Wednesday, January 6, 2010

What Is Art For? // Lewis Hyde examines “the public life of the imagination”

Here is a classic article from 2008 which profiles acclaimed (but still largely unknown) poet and essayist Lewis Hyde. David Foster Wallace called Hyde, "one of our true superstars of nonfiction," and, as Daniel B. Smith notes in this piece, Hyde's "fans — among them Zadie Smith, Michael Chabon and Jonathan Lethem— routinely use words like “transformative” and “life-altering” to describe his books."

It's a bit of a longer article, but well worth your time since it asks such cogent and thoughtful questions about the meaning of art while leveraging provocative points about topics such as the "cultural commons" in a digital age; the relationship between art and the exigencies of commerce; as well as discussing and elucidating Hyde's lifelong project to "examine the public life of the imagination."

Excerpt Below // Full Article Here

Last April I asked the writer Lewis Hyde if he would take a trip with me to Walden Pond, in Concord, Mass. At 63, Hyde has boyishly tousled brown-gray hair, freckled, soft-looking cheeks and the slightly abstracted gaze of a man who spends a disproportionate amount of his time in library carrels. He has an ironic streak, but his default mode is a kind of easygoing acquiescence, and so one slate gray Saturday afternoon he picked me up in Cambridge, where he lives and works half the year, and drove us the 12 miles west to Walden.

Hyde knows the area well — among his ongoing projects is a detailed series of annotations of Henry David Thoreau’s essays — and he led me down a dirt path from the parking lot to the site of the cabin where, more than 150 years ago, Thoreau wrote his celebrated paean to solitude and self-reliance. The cabin no longer exists. In its place there is a lightly excavated, cordoned-off square of soil and, to its side, a waist-high cairn erected in commemoration by generations of pilgrims.

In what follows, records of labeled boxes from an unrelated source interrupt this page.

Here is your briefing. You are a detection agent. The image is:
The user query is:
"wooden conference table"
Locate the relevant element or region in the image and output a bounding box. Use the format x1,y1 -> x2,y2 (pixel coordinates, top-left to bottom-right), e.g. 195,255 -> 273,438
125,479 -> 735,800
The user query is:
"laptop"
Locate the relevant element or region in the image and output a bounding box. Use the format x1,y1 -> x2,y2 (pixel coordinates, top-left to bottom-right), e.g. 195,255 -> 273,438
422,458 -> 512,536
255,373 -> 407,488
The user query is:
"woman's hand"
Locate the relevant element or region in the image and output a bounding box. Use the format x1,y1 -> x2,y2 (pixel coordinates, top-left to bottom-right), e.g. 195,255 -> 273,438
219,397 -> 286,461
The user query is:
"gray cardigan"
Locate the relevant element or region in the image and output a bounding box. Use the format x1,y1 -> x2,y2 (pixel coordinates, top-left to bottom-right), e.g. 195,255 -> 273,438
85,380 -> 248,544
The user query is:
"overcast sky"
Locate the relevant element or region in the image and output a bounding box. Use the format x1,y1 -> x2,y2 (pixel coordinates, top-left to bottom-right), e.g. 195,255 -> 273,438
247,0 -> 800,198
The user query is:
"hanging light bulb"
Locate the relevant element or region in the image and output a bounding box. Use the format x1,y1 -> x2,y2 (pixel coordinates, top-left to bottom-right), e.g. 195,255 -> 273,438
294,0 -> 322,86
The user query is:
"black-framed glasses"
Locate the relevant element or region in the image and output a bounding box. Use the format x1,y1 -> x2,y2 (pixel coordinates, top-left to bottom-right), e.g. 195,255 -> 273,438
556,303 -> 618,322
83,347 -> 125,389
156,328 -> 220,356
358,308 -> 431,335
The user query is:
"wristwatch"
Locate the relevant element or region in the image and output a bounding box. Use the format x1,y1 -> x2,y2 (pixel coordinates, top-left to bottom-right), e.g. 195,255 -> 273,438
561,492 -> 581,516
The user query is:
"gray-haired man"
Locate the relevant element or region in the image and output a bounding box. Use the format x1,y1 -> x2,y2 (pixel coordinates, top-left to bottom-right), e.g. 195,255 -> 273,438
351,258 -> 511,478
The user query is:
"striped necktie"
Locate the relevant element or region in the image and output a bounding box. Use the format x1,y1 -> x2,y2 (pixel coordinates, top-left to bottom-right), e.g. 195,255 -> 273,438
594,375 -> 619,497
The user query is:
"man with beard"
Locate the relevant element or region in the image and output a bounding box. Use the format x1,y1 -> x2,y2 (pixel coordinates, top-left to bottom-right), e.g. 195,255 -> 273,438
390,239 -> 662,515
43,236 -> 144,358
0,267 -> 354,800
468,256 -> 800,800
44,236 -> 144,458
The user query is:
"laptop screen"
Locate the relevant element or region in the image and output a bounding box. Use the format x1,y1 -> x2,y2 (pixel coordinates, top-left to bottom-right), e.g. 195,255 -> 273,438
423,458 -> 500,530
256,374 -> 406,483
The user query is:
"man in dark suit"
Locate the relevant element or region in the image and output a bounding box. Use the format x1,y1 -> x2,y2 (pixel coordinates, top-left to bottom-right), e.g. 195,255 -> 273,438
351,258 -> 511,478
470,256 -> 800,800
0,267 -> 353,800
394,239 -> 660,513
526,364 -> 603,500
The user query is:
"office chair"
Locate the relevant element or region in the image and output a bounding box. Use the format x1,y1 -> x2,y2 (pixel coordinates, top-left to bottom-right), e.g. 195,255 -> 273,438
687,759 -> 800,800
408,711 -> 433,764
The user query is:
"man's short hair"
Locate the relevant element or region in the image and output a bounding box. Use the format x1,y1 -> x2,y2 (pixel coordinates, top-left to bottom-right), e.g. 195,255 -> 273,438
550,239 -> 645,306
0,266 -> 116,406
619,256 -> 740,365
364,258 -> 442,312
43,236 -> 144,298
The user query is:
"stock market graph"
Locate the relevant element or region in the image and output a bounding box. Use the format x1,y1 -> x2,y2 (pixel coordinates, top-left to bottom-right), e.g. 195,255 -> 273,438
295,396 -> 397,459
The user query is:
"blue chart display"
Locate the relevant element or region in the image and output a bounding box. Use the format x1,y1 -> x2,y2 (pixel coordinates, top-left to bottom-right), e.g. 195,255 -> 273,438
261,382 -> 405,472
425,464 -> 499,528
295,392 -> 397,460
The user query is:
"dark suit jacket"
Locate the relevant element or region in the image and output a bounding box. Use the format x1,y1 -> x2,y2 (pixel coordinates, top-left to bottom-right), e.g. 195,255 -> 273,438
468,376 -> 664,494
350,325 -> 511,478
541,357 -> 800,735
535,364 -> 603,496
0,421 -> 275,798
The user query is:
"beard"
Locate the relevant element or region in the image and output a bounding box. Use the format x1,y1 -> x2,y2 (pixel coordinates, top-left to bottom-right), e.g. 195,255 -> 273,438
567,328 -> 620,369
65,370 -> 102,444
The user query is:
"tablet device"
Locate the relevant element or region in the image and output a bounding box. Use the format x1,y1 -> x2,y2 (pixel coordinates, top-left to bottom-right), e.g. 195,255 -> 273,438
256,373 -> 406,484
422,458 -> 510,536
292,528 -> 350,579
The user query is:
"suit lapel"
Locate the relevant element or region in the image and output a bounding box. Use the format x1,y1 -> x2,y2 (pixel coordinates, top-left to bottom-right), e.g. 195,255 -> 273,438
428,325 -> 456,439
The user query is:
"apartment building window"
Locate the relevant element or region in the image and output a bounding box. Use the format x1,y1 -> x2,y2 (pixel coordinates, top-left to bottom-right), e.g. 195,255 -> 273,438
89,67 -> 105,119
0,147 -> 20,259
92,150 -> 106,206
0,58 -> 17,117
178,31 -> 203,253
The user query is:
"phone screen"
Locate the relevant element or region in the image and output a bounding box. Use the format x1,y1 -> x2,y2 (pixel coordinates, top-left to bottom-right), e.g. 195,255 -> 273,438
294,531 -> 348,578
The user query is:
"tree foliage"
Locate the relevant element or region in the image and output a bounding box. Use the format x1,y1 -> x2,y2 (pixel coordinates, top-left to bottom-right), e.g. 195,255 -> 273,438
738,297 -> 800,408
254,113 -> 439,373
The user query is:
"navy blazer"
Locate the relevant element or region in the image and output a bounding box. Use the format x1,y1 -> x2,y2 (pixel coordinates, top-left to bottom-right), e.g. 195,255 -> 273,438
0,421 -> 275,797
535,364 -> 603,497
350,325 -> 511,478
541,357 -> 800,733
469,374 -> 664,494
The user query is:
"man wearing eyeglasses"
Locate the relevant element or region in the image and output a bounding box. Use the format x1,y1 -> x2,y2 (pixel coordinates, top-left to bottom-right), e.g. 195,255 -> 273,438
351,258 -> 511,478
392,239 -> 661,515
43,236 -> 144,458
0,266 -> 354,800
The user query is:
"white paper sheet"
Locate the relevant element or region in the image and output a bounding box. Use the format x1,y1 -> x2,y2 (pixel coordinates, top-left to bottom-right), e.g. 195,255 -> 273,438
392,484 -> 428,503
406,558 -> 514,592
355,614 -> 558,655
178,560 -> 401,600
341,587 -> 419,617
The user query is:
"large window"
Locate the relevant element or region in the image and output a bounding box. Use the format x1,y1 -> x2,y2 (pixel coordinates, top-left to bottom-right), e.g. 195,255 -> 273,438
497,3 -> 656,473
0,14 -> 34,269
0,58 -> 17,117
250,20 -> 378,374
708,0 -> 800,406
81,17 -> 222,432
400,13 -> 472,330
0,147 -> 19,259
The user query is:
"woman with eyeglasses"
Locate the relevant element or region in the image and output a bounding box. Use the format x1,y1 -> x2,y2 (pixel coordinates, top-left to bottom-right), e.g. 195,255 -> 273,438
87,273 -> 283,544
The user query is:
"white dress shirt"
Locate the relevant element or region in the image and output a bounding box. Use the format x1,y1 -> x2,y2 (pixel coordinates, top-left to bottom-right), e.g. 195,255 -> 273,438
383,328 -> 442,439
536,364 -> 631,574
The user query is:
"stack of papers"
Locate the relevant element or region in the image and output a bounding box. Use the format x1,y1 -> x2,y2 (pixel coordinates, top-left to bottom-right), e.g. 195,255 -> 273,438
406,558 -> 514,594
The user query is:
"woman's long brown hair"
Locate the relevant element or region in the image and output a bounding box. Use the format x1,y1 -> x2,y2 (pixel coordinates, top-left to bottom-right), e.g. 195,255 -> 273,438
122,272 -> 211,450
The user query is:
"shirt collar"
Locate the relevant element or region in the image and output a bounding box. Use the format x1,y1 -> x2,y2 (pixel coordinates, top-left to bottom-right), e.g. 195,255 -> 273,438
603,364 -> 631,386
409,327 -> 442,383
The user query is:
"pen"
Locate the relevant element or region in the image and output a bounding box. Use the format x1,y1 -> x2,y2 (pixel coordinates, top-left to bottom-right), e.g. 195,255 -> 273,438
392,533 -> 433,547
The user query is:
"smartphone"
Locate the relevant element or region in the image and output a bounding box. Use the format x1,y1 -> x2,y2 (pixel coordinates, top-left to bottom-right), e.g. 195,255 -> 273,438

Our own visit wasn’t commemorative, but it was a pilgrimage of a sort. Hyde has been writing and publishing for more than three decades, and he has received numerous high-profile awards, including a MacArthur “genius grant” in 1991, but his name is still obscure to most readers. His body of work is slim; he has published two books, a volume of poems and a smattering of essays, translations and edited anthologies. His reputation, however, is rich. David Foster Wallace called him “one of our true superstars of nonfiction.” Hyde’s fans — among them Zadie Smith, Michael Chabon and Jonathan Lethem— routinely use words like “transformative” and “life-altering” to describe his books, which they’ve been known to pass hand to hand like spiritual texts or samizdatmanifestoes. The source of much of this reverence is Hyde’s first book, “The Gift” (1983), which has never been out of print (it was recently rereleased by Vintage in a 25th-anniversary edition) and which tries to reconcile the value of doing creative work with the exigencies of a market economy.